My ‘home’ for my last two nights: a cabin at Skukuza, with its own fridge and shower/toilet (my hut at Pretoriaskop didn’t have these, but its communal ablution block had a bath tub with plenty of hot water: great for relaxing before bed)
You don’t have to be in one of those very expensive luxury safari lodges to enjoy a hearty, leisurely breakfast while watching hippos, elephants and a variety of birds from your dining table
Quite an eventful morning (16th June)
First there was a small pack of wild dogs on the road towards Lower Sabie. One somehow became separated from the others, stood near my car, occasionally whimpering like a domestic dog, looking for his fellows and finally took off back into the bush
Soon after, I heard impalas making a fuss about something, so drove down a gravel road in their direction. There I watched two lionesses stalking a giraffe. The giraffe was understandably looking very nervous, and part of me wanted to reassure him that everything’s okay, he’s not about to be killed. On the other hand, those lionesses probably have cubs to feed, and it would take a lot of impala to equal the food supply in one giraffe. I had no desire to see something killed, but I was rather fascinated as to what they intended to actually do. The giraffe’s legs are so long, they could easily walk under its belly even if one was riding on the back of the other. A kick from a giraffe can kill a human, so it can probably do a bit of damage to a lion. How do you tackle something that big?

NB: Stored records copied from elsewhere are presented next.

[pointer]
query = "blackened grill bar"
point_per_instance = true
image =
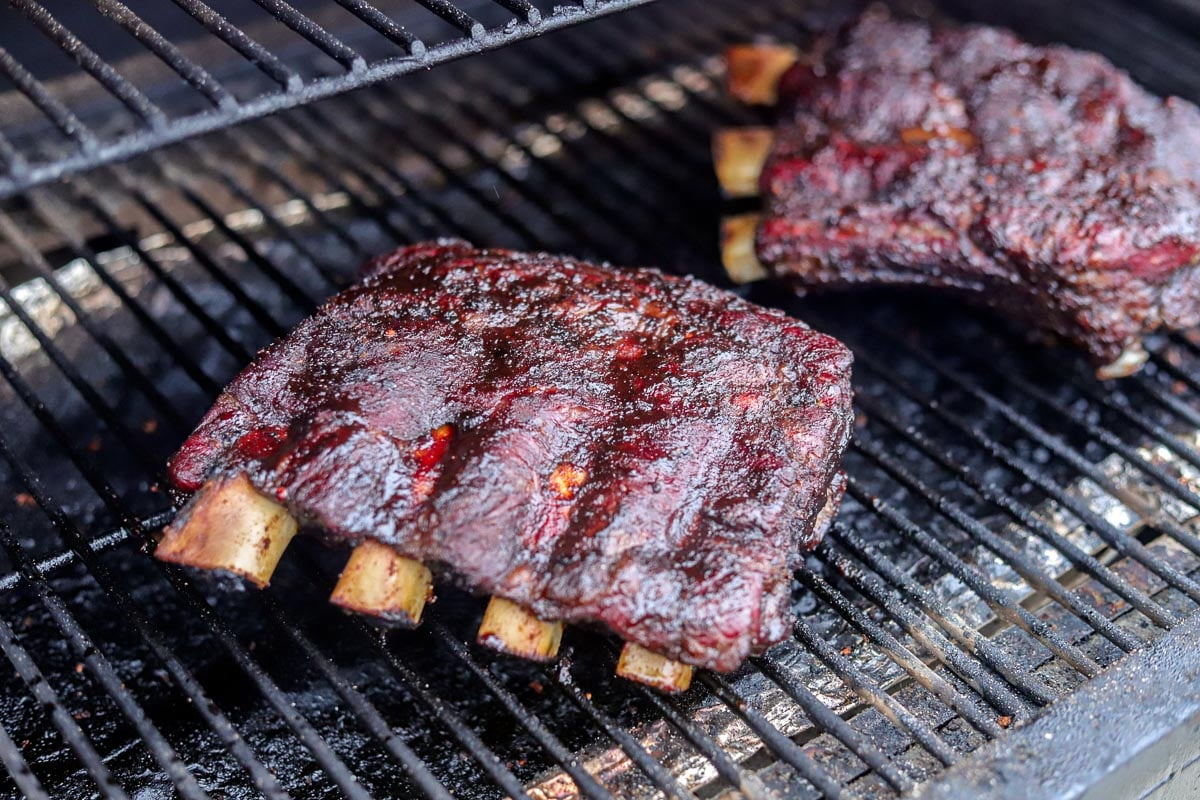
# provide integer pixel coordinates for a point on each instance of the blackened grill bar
(839, 710)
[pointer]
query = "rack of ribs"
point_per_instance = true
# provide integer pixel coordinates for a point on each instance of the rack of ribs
(1039, 181)
(585, 444)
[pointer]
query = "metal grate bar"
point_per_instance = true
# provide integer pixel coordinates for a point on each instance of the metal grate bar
(456, 17)
(9, 156)
(329, 44)
(35, 260)
(321, 750)
(1117, 540)
(357, 167)
(1036, 577)
(251, 306)
(293, 89)
(187, 188)
(532, 725)
(83, 551)
(972, 672)
(60, 717)
(660, 777)
(93, 64)
(949, 621)
(250, 49)
(769, 734)
(190, 71)
(1001, 603)
(229, 181)
(262, 162)
(522, 8)
(81, 643)
(826, 720)
(742, 780)
(85, 194)
(363, 708)
(18, 768)
(59, 114)
(53, 216)
(1073, 553)
(901, 655)
(1055, 443)
(385, 25)
(874, 696)
(445, 715)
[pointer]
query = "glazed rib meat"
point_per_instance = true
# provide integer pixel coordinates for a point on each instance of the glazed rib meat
(1037, 180)
(598, 445)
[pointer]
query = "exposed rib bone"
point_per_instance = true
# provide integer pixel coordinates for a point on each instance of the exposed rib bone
(661, 673)
(381, 582)
(737, 248)
(229, 525)
(1125, 365)
(510, 629)
(738, 155)
(755, 70)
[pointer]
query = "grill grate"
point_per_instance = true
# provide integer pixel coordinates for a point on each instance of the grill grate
(1012, 528)
(196, 90)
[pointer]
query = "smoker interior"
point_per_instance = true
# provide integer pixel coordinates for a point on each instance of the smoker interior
(1012, 528)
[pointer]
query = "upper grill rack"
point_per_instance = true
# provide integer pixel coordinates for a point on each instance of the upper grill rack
(1011, 529)
(281, 58)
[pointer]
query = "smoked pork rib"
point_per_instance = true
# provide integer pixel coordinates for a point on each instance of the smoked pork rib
(1037, 180)
(595, 445)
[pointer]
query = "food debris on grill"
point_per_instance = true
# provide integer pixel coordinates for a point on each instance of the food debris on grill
(1039, 181)
(583, 444)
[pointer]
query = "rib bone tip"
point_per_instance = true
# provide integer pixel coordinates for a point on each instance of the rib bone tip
(738, 157)
(229, 525)
(755, 70)
(738, 253)
(510, 629)
(658, 672)
(379, 582)
(1125, 365)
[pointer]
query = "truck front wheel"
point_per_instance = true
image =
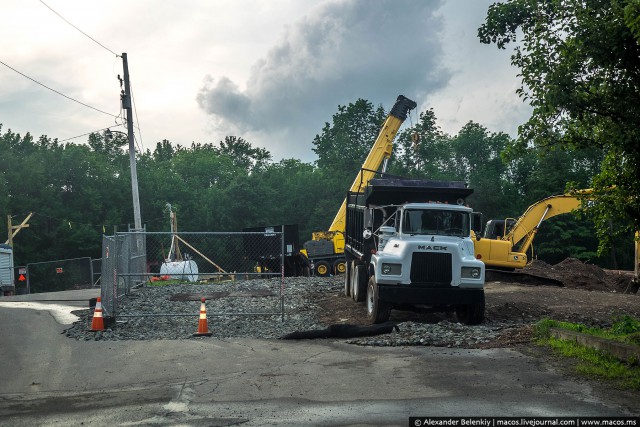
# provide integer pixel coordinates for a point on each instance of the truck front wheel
(322, 268)
(347, 279)
(358, 283)
(470, 314)
(377, 311)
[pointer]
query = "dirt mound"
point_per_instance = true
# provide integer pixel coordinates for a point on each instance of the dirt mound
(576, 274)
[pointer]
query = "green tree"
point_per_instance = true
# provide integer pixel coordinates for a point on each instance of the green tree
(424, 151)
(344, 144)
(580, 68)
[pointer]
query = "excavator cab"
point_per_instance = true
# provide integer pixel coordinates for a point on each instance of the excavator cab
(495, 228)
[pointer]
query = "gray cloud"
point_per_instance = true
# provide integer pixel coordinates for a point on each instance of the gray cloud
(340, 51)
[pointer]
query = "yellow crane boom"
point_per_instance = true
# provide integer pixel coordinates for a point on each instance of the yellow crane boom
(378, 157)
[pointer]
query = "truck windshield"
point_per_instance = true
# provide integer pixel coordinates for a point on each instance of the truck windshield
(429, 221)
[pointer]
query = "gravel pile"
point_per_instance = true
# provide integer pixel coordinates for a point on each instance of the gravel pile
(252, 309)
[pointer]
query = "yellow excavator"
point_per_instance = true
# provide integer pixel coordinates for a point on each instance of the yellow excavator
(325, 250)
(506, 241)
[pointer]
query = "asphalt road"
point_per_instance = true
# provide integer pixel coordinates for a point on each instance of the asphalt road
(49, 379)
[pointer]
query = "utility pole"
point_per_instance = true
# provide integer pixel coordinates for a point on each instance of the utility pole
(15, 229)
(126, 105)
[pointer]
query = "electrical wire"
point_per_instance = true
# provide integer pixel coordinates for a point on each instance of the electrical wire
(91, 38)
(84, 134)
(135, 110)
(59, 93)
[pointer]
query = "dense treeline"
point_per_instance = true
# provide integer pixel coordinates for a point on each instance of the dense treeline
(81, 191)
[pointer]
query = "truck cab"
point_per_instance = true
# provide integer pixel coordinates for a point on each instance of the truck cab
(408, 244)
(429, 245)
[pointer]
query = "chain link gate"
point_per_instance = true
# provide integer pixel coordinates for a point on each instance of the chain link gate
(144, 259)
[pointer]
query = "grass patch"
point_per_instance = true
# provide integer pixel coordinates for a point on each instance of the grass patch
(591, 362)
(624, 329)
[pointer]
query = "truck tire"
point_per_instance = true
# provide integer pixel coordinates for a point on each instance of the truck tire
(347, 279)
(470, 314)
(358, 283)
(322, 269)
(377, 311)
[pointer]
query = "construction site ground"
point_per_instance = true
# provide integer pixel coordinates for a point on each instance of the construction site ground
(570, 291)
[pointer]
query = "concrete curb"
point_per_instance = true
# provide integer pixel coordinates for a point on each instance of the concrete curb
(623, 351)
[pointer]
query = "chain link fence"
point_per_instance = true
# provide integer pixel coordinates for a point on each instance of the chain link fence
(137, 259)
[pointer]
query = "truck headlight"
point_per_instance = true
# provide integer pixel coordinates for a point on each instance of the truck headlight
(471, 272)
(391, 269)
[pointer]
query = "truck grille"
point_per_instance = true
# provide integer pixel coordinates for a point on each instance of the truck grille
(431, 268)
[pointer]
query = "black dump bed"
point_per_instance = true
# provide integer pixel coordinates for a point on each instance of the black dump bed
(383, 192)
(394, 191)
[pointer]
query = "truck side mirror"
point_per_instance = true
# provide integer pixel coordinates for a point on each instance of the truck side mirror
(476, 224)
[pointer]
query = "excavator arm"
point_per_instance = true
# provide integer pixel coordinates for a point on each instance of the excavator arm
(524, 230)
(509, 250)
(378, 155)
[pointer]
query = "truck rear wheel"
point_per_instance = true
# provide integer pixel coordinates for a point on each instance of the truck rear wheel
(470, 314)
(377, 311)
(347, 279)
(322, 268)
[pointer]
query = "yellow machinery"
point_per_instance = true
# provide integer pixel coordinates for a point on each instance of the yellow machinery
(506, 242)
(326, 248)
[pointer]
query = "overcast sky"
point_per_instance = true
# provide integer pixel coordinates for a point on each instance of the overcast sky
(272, 72)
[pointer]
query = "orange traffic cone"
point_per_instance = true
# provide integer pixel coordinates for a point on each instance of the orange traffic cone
(203, 330)
(97, 324)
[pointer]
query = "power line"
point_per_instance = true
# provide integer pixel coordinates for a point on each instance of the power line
(59, 93)
(63, 18)
(133, 100)
(84, 134)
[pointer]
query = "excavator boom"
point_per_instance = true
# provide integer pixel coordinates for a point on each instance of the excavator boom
(380, 152)
(508, 250)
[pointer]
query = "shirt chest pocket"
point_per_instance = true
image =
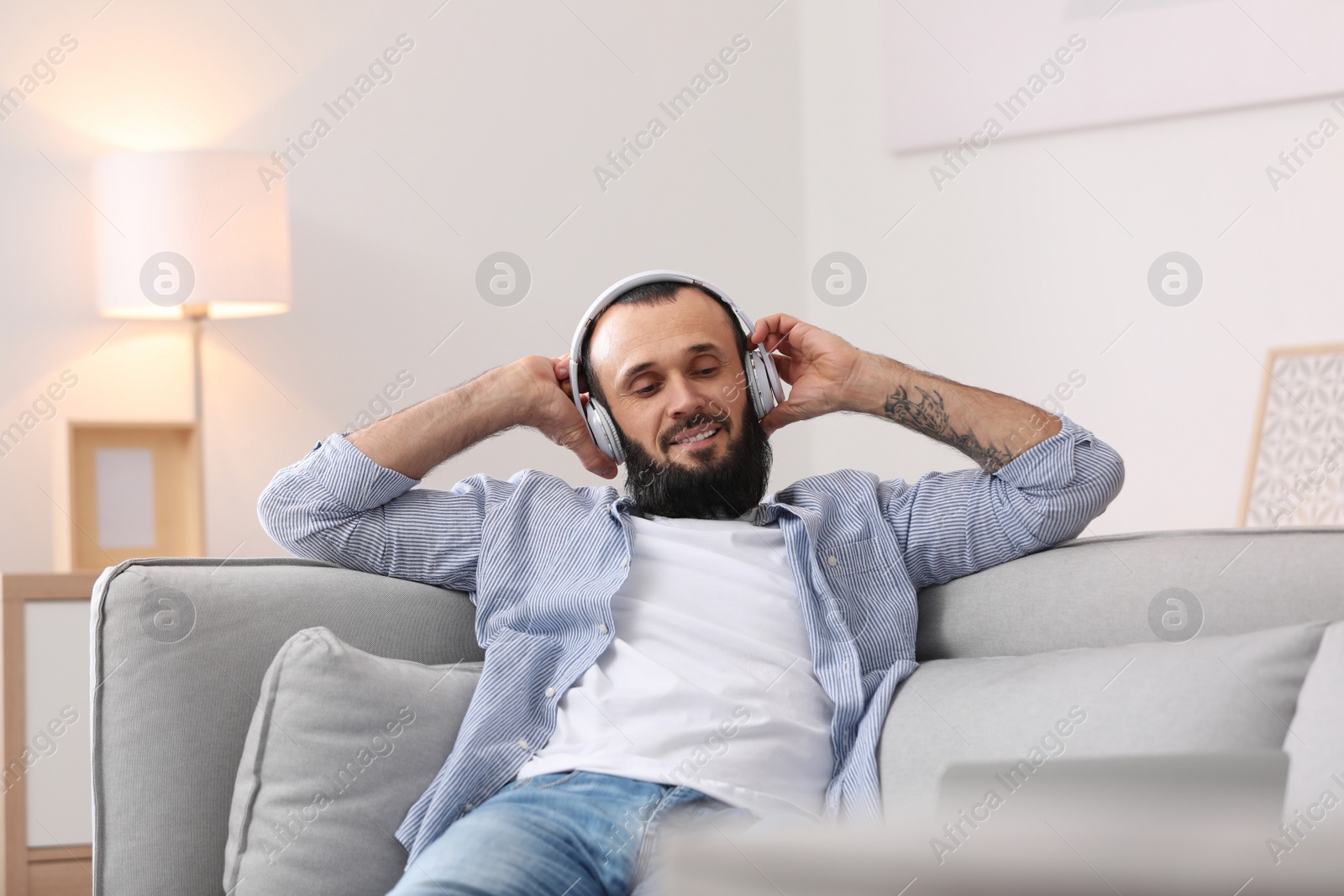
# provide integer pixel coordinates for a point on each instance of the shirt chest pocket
(850, 559)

They finally seemed to decide it was too difficult after all.
Further along the road there was a traffic jam. The cause was a big male lion and two lionesses relaxing by the roadside, creating great excitement amongst visitors.
By now I was feeling a little peckish, and called in at the same picnic stop that had trouble with baboons a few days ago. I bought a cup of tea and a bag of chips, and the lady had to let me out the other (till now locked) door, as there was a large baboon waiting outside the door I’d come through, ready to leap at my chip bag.
(NOTE: this is not one of our own tours: I’m exploring Kruger NP before attending two conferences in South Africa)
Animals at picnic areas are a problem, not just for the humans, but for the animals themselves. If they get too demanding, as they can do after learning how profitable picnics can be, the rangers may have to remove them, even putting them down if they are dangerous (as large baboons certainly can be, and hyenas even more so: the strength of their jaws is second only to crocodiles).